Pixel Code jatimnow.com

Mencicipi Soto Daging Legendaris di Pasar Takeran Magetan, Harganya Rp5 Ribu!

Editor : Zaki Zubaidi Reporter : Mita Kusuma
Soto daging legendaris di Pasar Takeran Magetan. ( Foto-foto: Mita Kusuma/jatimnow.com)
Soto daging legendaris di Pasar Takeran Magetan. ( Foto-foto: Mita Kusuma/jatimnow.com)

Magetan - Soto menjadi salah satu pilihan menu sarapan banyak orang. Di Kabupaten Magetan, ada satu warung soto legendaris yang penjualnya berusia hampir 100 tahun.

Penjual itu bernama Sainem. Setiap hari dengan baju khasnya berwarna hijau, nenek kelahiran 1931 ini berjualan soto daging. Dia berjualan di Pasar Mangun, Kecamatan Takeran, Kabupaten Magetan

Pagi ini, jatimnow.com mencoba sarapan soto.
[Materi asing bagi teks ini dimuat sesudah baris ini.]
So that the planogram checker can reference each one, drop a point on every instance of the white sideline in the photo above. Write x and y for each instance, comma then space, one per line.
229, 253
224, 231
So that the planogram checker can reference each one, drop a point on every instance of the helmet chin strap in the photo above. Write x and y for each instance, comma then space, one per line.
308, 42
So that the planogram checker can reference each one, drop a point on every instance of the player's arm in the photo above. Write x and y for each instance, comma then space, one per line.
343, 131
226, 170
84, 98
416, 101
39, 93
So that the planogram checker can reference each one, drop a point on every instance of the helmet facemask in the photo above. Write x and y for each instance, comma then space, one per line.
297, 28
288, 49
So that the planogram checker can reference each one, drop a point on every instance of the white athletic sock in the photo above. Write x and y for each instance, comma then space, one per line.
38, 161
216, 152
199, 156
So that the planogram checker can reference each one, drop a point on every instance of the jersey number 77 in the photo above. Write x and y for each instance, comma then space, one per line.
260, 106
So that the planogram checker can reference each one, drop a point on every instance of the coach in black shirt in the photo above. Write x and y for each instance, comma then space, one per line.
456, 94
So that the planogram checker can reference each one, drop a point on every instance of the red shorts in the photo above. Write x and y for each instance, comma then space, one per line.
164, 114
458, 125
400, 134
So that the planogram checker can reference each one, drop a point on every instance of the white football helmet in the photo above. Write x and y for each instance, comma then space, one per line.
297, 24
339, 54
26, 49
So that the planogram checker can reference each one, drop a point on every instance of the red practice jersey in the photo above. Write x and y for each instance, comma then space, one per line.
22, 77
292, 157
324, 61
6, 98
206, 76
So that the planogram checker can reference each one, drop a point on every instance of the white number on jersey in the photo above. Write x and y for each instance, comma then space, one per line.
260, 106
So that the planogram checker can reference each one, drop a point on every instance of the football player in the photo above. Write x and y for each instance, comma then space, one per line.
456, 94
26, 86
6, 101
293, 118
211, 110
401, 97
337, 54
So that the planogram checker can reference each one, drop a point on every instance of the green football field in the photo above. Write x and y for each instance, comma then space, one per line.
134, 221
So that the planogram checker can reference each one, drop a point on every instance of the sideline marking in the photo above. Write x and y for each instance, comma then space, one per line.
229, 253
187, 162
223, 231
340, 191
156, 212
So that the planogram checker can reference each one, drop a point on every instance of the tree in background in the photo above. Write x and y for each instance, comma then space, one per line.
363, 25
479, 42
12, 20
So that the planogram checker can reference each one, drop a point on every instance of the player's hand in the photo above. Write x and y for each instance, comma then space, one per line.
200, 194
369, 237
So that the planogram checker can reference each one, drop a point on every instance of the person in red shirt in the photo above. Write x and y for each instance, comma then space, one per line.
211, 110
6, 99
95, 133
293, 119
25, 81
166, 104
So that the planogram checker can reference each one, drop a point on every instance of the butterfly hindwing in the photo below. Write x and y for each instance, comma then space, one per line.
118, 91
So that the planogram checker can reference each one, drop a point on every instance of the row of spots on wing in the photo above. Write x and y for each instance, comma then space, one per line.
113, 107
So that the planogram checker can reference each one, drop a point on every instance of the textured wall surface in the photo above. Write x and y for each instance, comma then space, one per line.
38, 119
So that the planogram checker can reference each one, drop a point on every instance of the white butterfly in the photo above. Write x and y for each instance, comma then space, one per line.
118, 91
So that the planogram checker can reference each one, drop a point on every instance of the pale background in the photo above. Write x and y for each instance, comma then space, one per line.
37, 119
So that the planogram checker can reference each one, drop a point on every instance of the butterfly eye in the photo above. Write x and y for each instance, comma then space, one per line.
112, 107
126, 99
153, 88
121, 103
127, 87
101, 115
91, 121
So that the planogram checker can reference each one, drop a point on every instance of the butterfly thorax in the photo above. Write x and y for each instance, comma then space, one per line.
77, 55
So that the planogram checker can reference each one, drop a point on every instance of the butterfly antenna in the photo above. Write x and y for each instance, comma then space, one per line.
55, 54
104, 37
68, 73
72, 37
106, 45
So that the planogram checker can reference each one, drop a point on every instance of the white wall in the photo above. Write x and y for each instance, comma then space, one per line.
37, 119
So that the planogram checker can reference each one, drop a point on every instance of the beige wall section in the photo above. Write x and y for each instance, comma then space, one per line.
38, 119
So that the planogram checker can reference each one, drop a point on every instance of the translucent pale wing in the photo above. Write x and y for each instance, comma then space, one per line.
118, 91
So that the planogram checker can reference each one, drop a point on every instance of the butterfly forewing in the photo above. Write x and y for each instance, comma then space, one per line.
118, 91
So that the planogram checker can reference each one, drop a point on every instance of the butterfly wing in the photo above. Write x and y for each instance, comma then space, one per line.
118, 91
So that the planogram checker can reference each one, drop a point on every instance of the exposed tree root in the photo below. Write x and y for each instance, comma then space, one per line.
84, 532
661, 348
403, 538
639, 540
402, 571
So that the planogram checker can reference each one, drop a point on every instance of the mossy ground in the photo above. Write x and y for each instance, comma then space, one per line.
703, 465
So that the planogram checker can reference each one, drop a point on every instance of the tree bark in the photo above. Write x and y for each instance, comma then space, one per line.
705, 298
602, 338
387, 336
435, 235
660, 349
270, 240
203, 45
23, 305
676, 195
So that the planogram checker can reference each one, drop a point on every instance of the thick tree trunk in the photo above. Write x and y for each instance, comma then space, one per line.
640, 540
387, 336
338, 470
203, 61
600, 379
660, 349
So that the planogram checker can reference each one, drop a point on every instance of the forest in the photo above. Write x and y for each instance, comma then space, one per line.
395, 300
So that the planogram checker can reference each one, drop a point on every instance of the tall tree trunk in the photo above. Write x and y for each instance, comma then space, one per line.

Dari pusat Kabupaten Magetan sekitar 30 menit atau sekitar 18 kilometer.

Pembeli silih berganti datang dan pergi ke lapak Mbah Sinem. Mereka merasakan lezatnya soto daging walaupun duduk seadanya. Dengan harga Rp5.000 sudah mendapatkan seporsi soto daging.

Porsi yang disajikan pun mengenyangkan. Tidak pelit daging. Juga lengkap dengan sayur mayur daun kol, beserta taburan kacang goreng dan bawang merah goreng.

Sayangnya, di lapak tersebut tidak menyediakan air minum. Jika ingin memesan minum, bisa memesan di lapak sebelah. Juga tidak ada lauk tambahan seperti tempe goreng, sundulan.

“Aku ojo mbok foto-foto to (Aku jangan di foto-foto dong),” ujar Sainem berkelakar sambil tertawa lepas, Kamis (1/9/2022).

Baca juga:
Menilik Sejarah Panjang Bakpao Kimyen yang Terkenal

Sainem lalu berkisah, dia mulai berjualan dari tahun 1951. Saat itu usianya baru 19 tahun, suaminya berjualan soto keliling. Sainem memilih berjualan di dalam Pasar Takeran.

Dulu, suaminya setia mengantar dia ke Pasar Takeran. Karena sudah berusia senja, saat ini yang mengantar Sainem adalah anak keduanya.

Dia mengaku, berjualan soto di usia senja bukan karena mencari uang seperti saat muda. Saat ini, alasannya agar tetap bisa beraktivitas seperti umurnya masih 20 tahun.

Sainem memang tidak mematok harga mahal. Menurutnya, dia memang menyediakan makanan untuk para penjual atau pembeli di Pasar Takeran.

Baca juga:
Kuliner Malam di Kota Kediri: Angkringan Mbah Semar hingga Nasi Goreng Kuah

Setiap hari, Sainem membuka lapak dari pukul 06.00 WIB. Tetapi pukul 09.00 WIB soto buatannya selalu ludes.

“Daging sapinya habis 3 kilogram dalam sehari. Selalu habis pukul 09.00 WIB. Makanya kalau ke sini jangan siang-siang,” jelasnya.

Sainem mengaku berjualan sudah 70 tahun. Saat Pasar Mangun Takeran dengan bangunan zaman dulu. Hingga sudah direhab berkali-kali, Sainem tetap setia berjualan di dalam pasar.

“Saya jualan dari harga soto per porsi 25 perak (Rp25). Sekarang juga cuma Rp5 ribu. Sudah ada untungnya. Gak perlu mahal-mahal,” pungkas Sainem.